1. Patent ductus arteriosus.
2. Narrowing of the aorta.
3. Persistent right aortic arch.
4. Duplication of the cranial and caudal vena cava.
123
How does specification of the heart primordia occur?
Presumptive heart cells are born in the primitive streak, these form the posterior Hensen's node and extend caudally.
Future cardiogenic mesoderm migrates through the PS lateral to and at the level of Hensen's node.
This is initiated through the FGF and BMP pathways via adjacent endoderm.
124
How is the heart anlage (rudimentary organ) created?
Cardiac precursors migrate to the midline.
Cardiomyocytes migrate between the ectoderm and endoderm to the lateral walls of the gut tube.
The two cardiogenic cell populations conjoin at the level of the foregut endoderm.
125
What does failure of midline migration result in?
Cardia bifida.
| Mutation of Foxp4 results in development of 2 hearts.
126
Describe heart 'looping'.
Initial formation of the heart is as a two chambered tube (atrium and ventricle).

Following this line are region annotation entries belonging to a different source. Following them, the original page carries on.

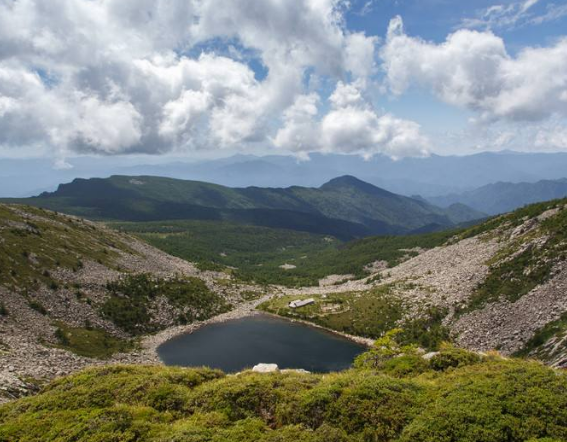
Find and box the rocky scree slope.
[0,205,258,400]
[276,199,567,367]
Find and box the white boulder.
[252,364,279,373]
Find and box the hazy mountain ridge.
[3,176,484,238]
[0,151,567,197]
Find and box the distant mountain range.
[0,151,567,198]
[2,176,485,239]
[428,179,567,215]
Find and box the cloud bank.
[0,0,430,158]
[380,17,567,122]
[0,0,567,161]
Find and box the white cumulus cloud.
[380,17,567,121]
[0,0,398,161]
[274,82,429,158]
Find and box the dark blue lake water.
[158,315,365,373]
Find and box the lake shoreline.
[141,296,375,365]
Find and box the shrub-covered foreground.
[0,348,567,442]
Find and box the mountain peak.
[320,175,394,195]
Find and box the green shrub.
[0,360,567,442]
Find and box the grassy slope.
[0,204,133,289]
[0,349,567,442]
[112,221,462,286]
[0,204,229,358]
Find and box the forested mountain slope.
[3,176,484,238]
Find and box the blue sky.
[0,0,567,163]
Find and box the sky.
[0,0,567,168]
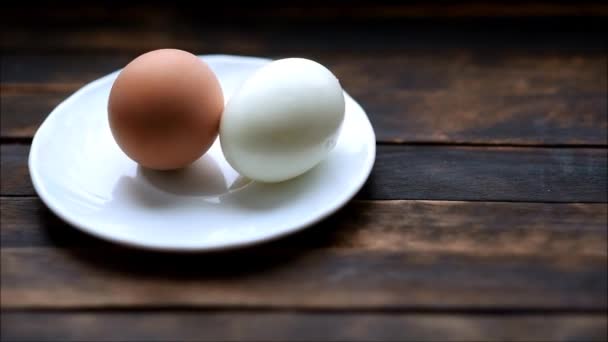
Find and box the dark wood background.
[0,1,608,341]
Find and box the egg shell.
[220,58,344,182]
[108,49,224,170]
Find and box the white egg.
[220,58,344,182]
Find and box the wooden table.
[0,2,608,341]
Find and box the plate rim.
[28,54,376,253]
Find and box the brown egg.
[108,49,224,170]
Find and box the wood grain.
[0,247,608,310]
[1,311,606,342]
[0,50,608,145]
[0,144,608,202]
[0,198,608,258]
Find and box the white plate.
[29,55,376,251]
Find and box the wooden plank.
[0,198,608,257]
[0,12,608,54]
[1,311,606,342]
[0,50,608,145]
[0,145,34,195]
[0,247,608,310]
[0,145,608,202]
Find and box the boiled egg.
[108,49,224,170]
[220,58,344,182]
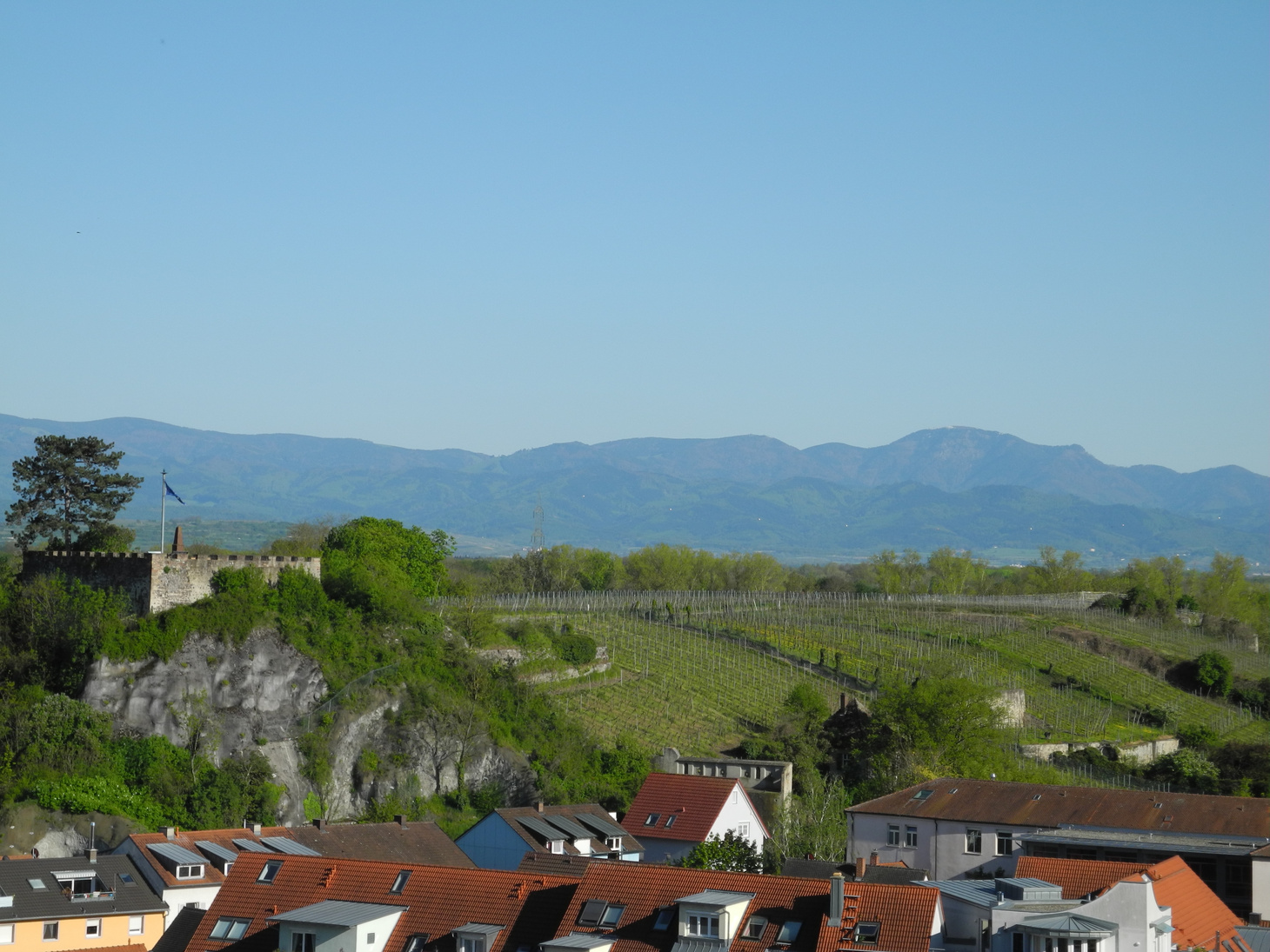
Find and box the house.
[114,816,472,924]
[187,853,578,952]
[290,815,474,869]
[541,863,941,952]
[0,850,168,952]
[1016,855,1243,949]
[917,875,1173,952]
[622,773,768,863]
[456,802,644,869]
[847,778,1270,915]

Heart looping converts the AP polarity of the heart tube to the L/R specified structure of the adult heart.
Stages;
1. endocardial cushion forms to separate left and right ventricles (atrioventricular channels).
2. Primitive atrium separated by 2 septa which grow towards the endocardial cushion.
127
What are the stages of development of the conduction systems?
Pacemaker cells - first formed in caudal part of left cardiac tube, subsequent centre is formed in the right horn of the sinus venosus (becomes incorporated into right atrium-sinoatrial node). Prior to formation of the separate chambers, entire cardiac tube contracts as a single unit but with differences in the rate of contraction dependent on location (arterial section fastest - truncus slowest).
128
Discuss development of the vascular system.
Two temporarily separate processes;
1) Vasculogenesis - generation of the blood vessel network.
2) Angiogenesis - extension and pruning.
Primitive streak stage; precursors of both blood vessels and cells arise from lateral plate mesoderm and condense into blood islands which contain blood porgenitors and angioblasts (vessels).
129
What are the two sites of primary vasculogenesis?
1) Extraembryonic - formation of blood islands in the yolk sac provide early embryo with primitive red blood cell type. Early vascular system and critical step in amniote development (birsd-vitelline veins, mammals-umbilical veins).
2) Intraembryonic - arises from angioblasts in mesoderm surrounding individual developing organs. They are not sites of erythropoiesis, the networks develop individually and are joined to the central nervous system later (angiogenesis).
130
What are the aortic arches?
Aortic arches are 6 looped vessels branching from the truncus arteriosus, they loop over the developing foregut to reach the dorsal aorta.
Regression of the arches gives the adult arterial system.
131
Discuss vascular growth and pruning.
ECM critical for this process.
VEGF causes loosening of cell-cell contacts and degredation of ECM in target areas.
Exposed endothelial cells are stimulated to proliferate resulting in the production of new vessels.
132
Is vasculogenesis critical for embryonic survival?
Yes
133
What are the key molecules involved in Angiogenesis?
VEGF - degradation of ECM.
TFG-beta - stabilises ECM post development
PDGF - recruits pericytes to the capillary wall.
Inhibitors of ECM degrading metalloproteinases; Collagen XVIII - stabilises capillaries and protects against Mpase degradation.
134
How are arteries and veins differentiated?
Expression of Ephs and Ephrins in vascular endothelial cells.
Arteries - ephrin-B2
Veins - EphB4 tyrosine kinase
135
Discuss the transition from fetal to neonatal circulation.
Fetal circulation; involves the ductus arteriosus diverting blood from the pulmonary artery to the aorta to the placenta. No blood returns from the pulmonary vein so the left ventricle needs to be filled via another route (foramen ovale-atrial septum). Foramen ovale and ductus arteriosus are both open.
Neonate circulation; pressure in lH side of heart increases dramatically when first breaths are taken, this causes closure of the foramen ovale, separating pulmonary and systemic circulation. The ductus arteriosus closes, separating the connection between the aorta and the pulmonary artery.